The massive data volumes generated by demanding AI training models is exceeding processing capacity. To enable peak compute performance without blowing one’s energy budget, a new approach to data center power distribution is needed. Learn why Vicor Vertical Power Delivery is the most efficient approach for today’s machine learning.

AI processor image

A Q&A with Maury Wood, VP of Strategic Marketing

What you’ll learn:

  • Why genAI is so power-hungry.
  • Why conventional power architectures are ill-equipped to manage rising AI data-center energy requirements.
  • How a promising new approach to power delivery can help data-center operators rein in their energy budgets.
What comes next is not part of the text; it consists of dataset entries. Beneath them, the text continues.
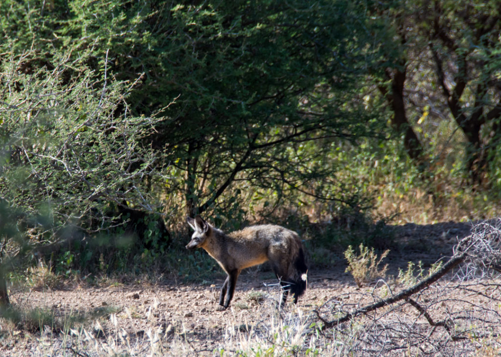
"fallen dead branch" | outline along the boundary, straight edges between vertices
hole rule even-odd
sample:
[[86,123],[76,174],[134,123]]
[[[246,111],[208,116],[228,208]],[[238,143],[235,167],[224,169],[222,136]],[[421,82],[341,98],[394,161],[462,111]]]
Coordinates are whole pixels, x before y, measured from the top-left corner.
[[354,352],[452,355],[476,350],[485,338],[496,341],[501,350],[500,265],[501,219],[482,222],[439,269],[408,288],[393,294],[385,282],[387,288],[377,291],[388,297],[375,288],[359,293],[357,303],[347,302],[353,294],[342,296],[314,311],[320,330],[346,334],[359,348]]

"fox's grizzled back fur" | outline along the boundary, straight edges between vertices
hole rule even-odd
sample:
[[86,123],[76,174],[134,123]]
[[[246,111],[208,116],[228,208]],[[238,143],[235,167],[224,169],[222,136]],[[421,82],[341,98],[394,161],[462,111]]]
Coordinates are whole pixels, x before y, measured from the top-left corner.
[[[189,249],[203,248],[227,273],[221,290],[219,304],[227,308],[233,295],[234,283],[241,270],[270,260],[285,292],[294,295],[294,302],[306,289],[308,268],[301,240],[296,232],[279,226],[253,226],[228,234],[203,220],[200,216],[187,218],[195,230]],[[233,282],[232,283],[232,282]],[[222,303],[229,286],[226,303]]]

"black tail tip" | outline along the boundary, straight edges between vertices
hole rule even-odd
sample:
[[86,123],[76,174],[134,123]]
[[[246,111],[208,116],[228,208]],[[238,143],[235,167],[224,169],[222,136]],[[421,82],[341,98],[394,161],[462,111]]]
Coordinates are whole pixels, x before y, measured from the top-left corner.
[[308,282],[308,268],[306,266],[305,260],[305,253],[303,248],[299,248],[299,253],[294,262],[294,267],[296,268],[297,276],[291,286],[291,292],[294,295],[294,304],[298,302],[298,298],[304,294],[306,290],[306,284]]

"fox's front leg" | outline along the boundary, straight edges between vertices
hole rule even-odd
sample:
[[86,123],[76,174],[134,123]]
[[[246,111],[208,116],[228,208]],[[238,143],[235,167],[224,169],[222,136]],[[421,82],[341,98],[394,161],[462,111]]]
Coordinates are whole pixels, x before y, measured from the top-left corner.
[[222,287],[221,288],[221,293],[219,294],[219,305],[221,306],[223,306],[224,302],[224,296],[226,295],[226,290],[228,287],[228,281],[229,280],[229,274],[226,276],[226,280],[224,280],[224,284],[222,284]]
[[228,293],[226,296],[226,302],[223,307],[227,308],[229,306],[229,303],[233,298],[233,294],[235,292],[235,286],[236,285],[236,280],[238,278],[240,270],[235,269],[229,272],[226,280],[228,282]]

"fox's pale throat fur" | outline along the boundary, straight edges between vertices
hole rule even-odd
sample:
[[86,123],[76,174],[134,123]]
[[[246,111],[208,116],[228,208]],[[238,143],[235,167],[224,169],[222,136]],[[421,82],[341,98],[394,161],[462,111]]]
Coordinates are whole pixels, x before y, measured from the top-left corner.
[[221,289],[219,305],[226,308],[233,297],[235,284],[242,269],[270,260],[284,288],[285,306],[289,290],[294,303],[306,288],[307,268],[301,241],[295,232],[279,226],[253,226],[225,234],[199,216],[187,217],[195,230],[188,249],[203,248],[226,272],[228,276]]

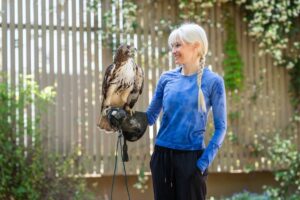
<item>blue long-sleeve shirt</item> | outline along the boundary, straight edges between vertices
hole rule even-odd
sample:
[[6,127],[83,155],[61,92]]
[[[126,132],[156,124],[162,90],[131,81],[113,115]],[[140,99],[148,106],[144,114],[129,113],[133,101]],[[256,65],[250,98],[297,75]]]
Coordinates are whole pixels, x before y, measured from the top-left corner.
[[[224,140],[227,127],[226,93],[223,78],[204,68],[201,88],[206,110],[198,111],[197,73],[185,76],[181,67],[164,72],[158,81],[152,101],[147,109],[150,125],[163,111],[156,145],[178,150],[205,149],[197,161],[204,172],[214,160]],[[205,148],[204,133],[208,113],[212,109],[215,132]]]

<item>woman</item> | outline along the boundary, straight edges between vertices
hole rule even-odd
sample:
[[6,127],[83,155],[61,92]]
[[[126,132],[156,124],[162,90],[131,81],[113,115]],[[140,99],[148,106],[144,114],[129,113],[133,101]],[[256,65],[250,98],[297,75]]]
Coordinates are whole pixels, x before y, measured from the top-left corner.
[[[163,111],[150,161],[154,196],[156,200],[205,199],[207,168],[226,133],[224,81],[205,67],[208,41],[199,25],[181,25],[168,42],[179,67],[161,75],[146,112],[152,125]],[[205,148],[211,108],[215,132]]]
[[[155,200],[202,200],[207,168],[226,133],[223,79],[205,67],[206,33],[197,24],[183,24],[169,36],[178,67],[164,72],[146,113],[130,116],[120,108],[109,112],[111,124],[126,140],[140,138],[162,110],[161,126],[150,161]],[[212,109],[215,132],[205,148],[204,135]]]

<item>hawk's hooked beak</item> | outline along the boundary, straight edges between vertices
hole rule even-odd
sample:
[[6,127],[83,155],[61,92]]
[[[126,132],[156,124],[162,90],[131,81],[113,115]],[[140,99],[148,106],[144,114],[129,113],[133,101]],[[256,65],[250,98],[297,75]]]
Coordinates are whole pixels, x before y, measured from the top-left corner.
[[137,48],[135,48],[135,47],[132,47],[132,48],[130,48],[130,56],[135,56],[135,54],[137,53]]

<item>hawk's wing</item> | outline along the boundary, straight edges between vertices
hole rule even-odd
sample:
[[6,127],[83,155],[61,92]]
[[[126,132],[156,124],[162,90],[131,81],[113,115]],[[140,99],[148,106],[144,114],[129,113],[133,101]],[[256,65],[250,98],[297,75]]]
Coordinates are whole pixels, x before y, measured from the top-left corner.
[[[136,65],[136,64],[135,64]],[[144,87],[144,71],[141,67],[136,65],[136,75],[134,80],[134,87],[131,91],[127,104],[130,108],[133,108],[134,104],[137,102],[140,94],[143,92]]]
[[106,68],[103,81],[102,81],[102,103],[101,103],[101,112],[103,111],[103,106],[105,99],[107,97],[107,91],[113,79],[113,71],[115,68],[115,64],[111,64]]

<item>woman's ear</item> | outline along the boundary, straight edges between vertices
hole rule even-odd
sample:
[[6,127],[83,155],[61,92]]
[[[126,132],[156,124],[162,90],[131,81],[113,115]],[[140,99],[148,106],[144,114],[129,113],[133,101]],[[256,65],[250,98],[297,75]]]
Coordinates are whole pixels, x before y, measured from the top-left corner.
[[194,48],[196,48],[196,49],[199,49],[199,48],[201,48],[201,44],[200,44],[200,42],[195,42],[194,44]]

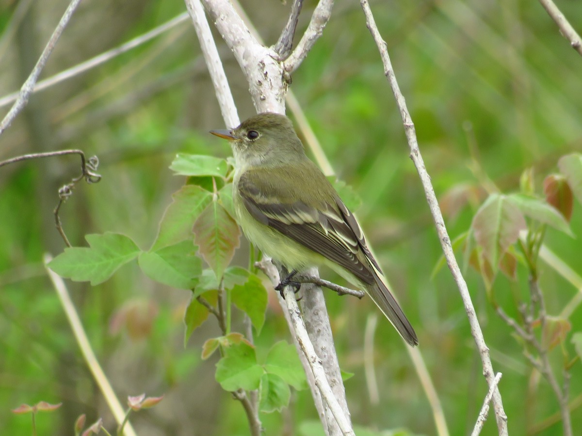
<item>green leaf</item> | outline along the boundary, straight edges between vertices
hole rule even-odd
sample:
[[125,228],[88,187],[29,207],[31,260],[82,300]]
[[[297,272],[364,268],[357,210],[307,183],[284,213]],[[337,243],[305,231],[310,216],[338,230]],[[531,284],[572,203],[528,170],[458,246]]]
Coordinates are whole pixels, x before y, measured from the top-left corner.
[[[216,306],[218,299],[218,294],[216,292],[207,292],[204,298],[212,306]],[[188,344],[188,339],[195,330],[202,325],[208,317],[210,312],[208,309],[198,302],[194,292],[190,296],[190,301],[184,312],[184,346]]]
[[216,380],[225,391],[258,389],[262,367],[257,363],[254,348],[246,341],[223,347],[225,356],[217,363]]
[[178,289],[192,289],[202,273],[202,261],[190,241],[141,253],[140,267],[150,278]]
[[564,216],[558,209],[541,198],[523,194],[512,194],[508,195],[506,198],[517,206],[526,216],[549,224],[567,235],[574,236]]
[[305,371],[295,347],[285,341],[275,344],[269,351],[264,365],[269,374],[279,376],[297,390],[307,387]]
[[582,203],[582,155],[573,153],[563,156],[558,161],[558,167],[566,176],[578,201]]
[[291,398],[289,385],[275,374],[264,374],[261,377],[261,402],[259,409],[269,413],[287,407]]
[[120,267],[140,252],[125,235],[107,233],[87,235],[90,248],[69,247],[48,264],[59,276],[75,281],[90,281],[95,285],[109,278]]
[[235,285],[231,295],[232,302],[249,315],[257,334],[260,333],[267,303],[267,290],[261,279],[254,274],[249,275],[244,284]]
[[194,238],[192,227],[196,219],[212,201],[212,194],[199,186],[184,185],[172,196],[166,209],[152,249],[172,245]]
[[340,370],[340,373],[342,374],[342,380],[344,381],[350,380],[354,375],[354,373],[349,373],[347,371],[344,371],[343,370]]
[[574,348],[576,351],[576,354],[578,355],[580,359],[582,360],[582,332],[577,331],[573,334],[571,341],[572,344],[574,344]]
[[239,226],[226,209],[214,201],[194,223],[194,233],[200,254],[219,279],[240,244]]
[[327,177],[335,190],[338,191],[339,198],[346,206],[352,212],[355,212],[362,205],[362,199],[354,191],[354,188],[347,184],[343,180],[340,180],[335,176],[328,176]]
[[569,223],[574,207],[574,194],[566,178],[560,174],[550,174],[544,178],[544,195],[546,201],[559,210]]
[[236,217],[236,213],[235,212],[235,205],[232,203],[232,184],[229,183],[218,191],[218,198],[220,199],[221,203],[226,209],[230,216],[233,218]]
[[207,339],[206,342],[204,342],[204,345],[202,346],[202,358],[204,360],[206,360],[218,348],[218,345],[220,345],[220,339],[218,338],[211,338],[210,339]]
[[475,214],[471,227],[484,256],[496,270],[501,256],[517,241],[520,231],[526,228],[526,220],[505,195],[493,194]]
[[214,176],[224,177],[228,165],[223,159],[214,156],[179,153],[170,165],[170,169],[181,176]]

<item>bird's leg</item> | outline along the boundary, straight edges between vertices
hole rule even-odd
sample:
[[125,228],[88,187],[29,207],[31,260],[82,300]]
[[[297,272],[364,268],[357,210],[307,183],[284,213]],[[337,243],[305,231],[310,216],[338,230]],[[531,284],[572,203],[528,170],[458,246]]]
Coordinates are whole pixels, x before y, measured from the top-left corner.
[[[283,275],[287,274],[288,272],[287,269],[285,268],[284,266],[282,266],[281,272],[283,273]],[[283,298],[285,298],[285,295],[283,294],[283,290],[285,289],[286,286],[291,286],[294,288],[295,290],[294,292],[295,292],[295,294],[297,294],[299,291],[299,288],[301,287],[301,283],[299,283],[299,282],[297,281],[291,281],[291,279],[293,278],[293,277],[296,274],[297,274],[297,270],[293,270],[288,274],[287,274],[286,277],[285,277],[285,278],[283,278],[282,280],[281,280],[279,282],[278,285],[275,287],[275,290],[276,291],[279,291],[279,293],[281,294],[281,296],[283,297]]]

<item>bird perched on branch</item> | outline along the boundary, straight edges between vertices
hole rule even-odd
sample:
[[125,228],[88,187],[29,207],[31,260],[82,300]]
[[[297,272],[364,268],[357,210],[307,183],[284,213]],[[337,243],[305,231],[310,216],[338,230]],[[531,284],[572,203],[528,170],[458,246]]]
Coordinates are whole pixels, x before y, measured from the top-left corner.
[[357,284],[411,345],[414,330],[391,294],[356,218],[306,155],[291,121],[264,113],[230,130],[235,157],[233,202],[247,239],[293,272],[327,265]]

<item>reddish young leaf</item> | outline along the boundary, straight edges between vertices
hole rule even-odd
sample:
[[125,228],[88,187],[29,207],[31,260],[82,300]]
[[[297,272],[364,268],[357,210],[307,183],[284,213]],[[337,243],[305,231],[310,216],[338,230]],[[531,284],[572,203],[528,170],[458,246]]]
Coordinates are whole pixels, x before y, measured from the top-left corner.
[[582,155],[573,153],[563,156],[558,161],[558,167],[566,176],[578,201],[582,203]]
[[202,359],[205,360],[210,358],[216,351],[220,345],[220,341],[218,338],[211,338],[206,340],[202,346]]
[[219,280],[239,246],[238,225],[219,203],[213,201],[198,217],[193,230],[200,254]]
[[495,272],[501,256],[526,228],[526,220],[505,195],[494,194],[477,210],[471,226],[475,240]]
[[139,410],[141,408],[141,403],[146,398],[146,394],[142,394],[141,395],[127,397],[127,405],[132,408],[132,410]]
[[27,404],[21,404],[16,409],[10,409],[10,412],[17,415],[22,415],[24,413],[30,413],[31,412],[34,412],[34,409],[32,406],[29,406]]
[[552,349],[564,341],[566,334],[572,328],[572,324],[567,319],[546,316],[544,331],[542,332],[542,345],[546,349]]
[[574,194],[566,178],[559,174],[550,174],[544,179],[546,201],[555,207],[569,223],[572,217]]

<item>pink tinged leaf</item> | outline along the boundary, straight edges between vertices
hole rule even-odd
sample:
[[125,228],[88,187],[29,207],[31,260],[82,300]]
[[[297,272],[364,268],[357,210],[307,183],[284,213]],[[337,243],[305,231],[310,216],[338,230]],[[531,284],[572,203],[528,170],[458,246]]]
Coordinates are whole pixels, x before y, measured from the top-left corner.
[[161,396],[146,397],[146,399],[144,399],[143,402],[141,403],[141,408],[149,409],[150,408],[152,408],[162,399],[164,399],[164,395],[162,395]]
[[194,223],[194,242],[202,257],[222,277],[240,242],[236,222],[218,202],[212,202]]
[[62,405],[62,403],[50,404],[46,401],[40,401],[35,405],[34,409],[39,412],[52,412],[53,410],[56,410]]
[[574,236],[564,216],[541,198],[523,194],[512,194],[506,198],[526,216],[551,226],[569,236]]
[[81,430],[82,430],[83,428],[85,427],[85,421],[86,420],[87,416],[84,413],[81,415],[79,415],[79,417],[77,418],[76,420],[74,421],[75,434],[81,433]]
[[494,194],[477,210],[471,227],[475,241],[495,271],[501,256],[517,241],[520,231],[526,228],[526,220],[505,195]]
[[[209,291],[204,293],[204,299],[211,306],[216,306],[218,299],[218,294],[215,291]],[[188,306],[184,313],[184,346],[188,344],[188,339],[193,332],[202,325],[208,317],[210,312],[203,304],[198,301],[194,296],[194,293],[190,296]]]
[[146,394],[142,394],[141,395],[127,397],[127,405],[132,408],[132,410],[139,410],[141,408],[141,402],[146,398]]
[[88,428],[83,432],[82,436],[90,436],[91,434],[98,434],[103,428],[103,419],[100,418],[95,421]]
[[166,209],[152,250],[157,251],[182,241],[191,240],[192,226],[212,201],[212,194],[196,185],[184,185],[172,196]]
[[582,155],[573,153],[563,156],[558,161],[558,167],[566,176],[578,201],[582,203]]
[[210,358],[218,348],[220,341],[217,338],[211,338],[207,339],[202,346],[202,359],[205,360]]
[[542,345],[546,349],[552,349],[565,340],[566,335],[572,328],[572,324],[567,319],[546,316],[542,332]]
[[574,194],[566,178],[550,174],[544,179],[544,194],[546,201],[557,209],[569,223],[572,217]]
[[21,404],[16,409],[10,409],[10,412],[17,415],[21,415],[24,413],[30,413],[33,412],[34,409],[33,408],[32,406],[29,406],[27,404]]

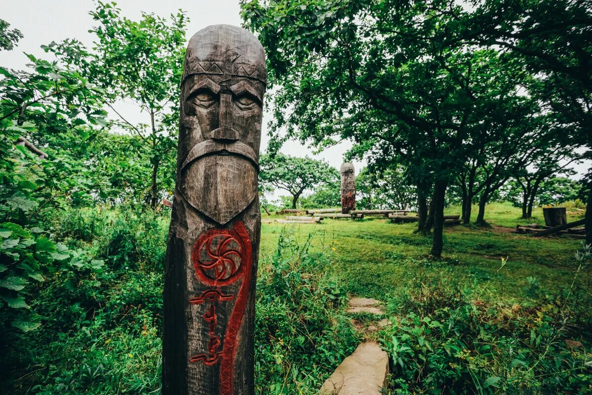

Generative artificial intelligence (genAI) has been growing in popularity, but its hunger for compute cycles requires lots of power. Addressing the power requirements of large-scale genAI can be challenging. Electronic Design’s Bill Wong talked with Maury Wood, Vice President of Strategic Marketing at Vicor Corp., to get insight into the challenges and solutions.

The introduction of genAI has been compared to the popularization of the internet in terms of its far-ranging implications. What are some of the emerging trends associated with genAI proliferation?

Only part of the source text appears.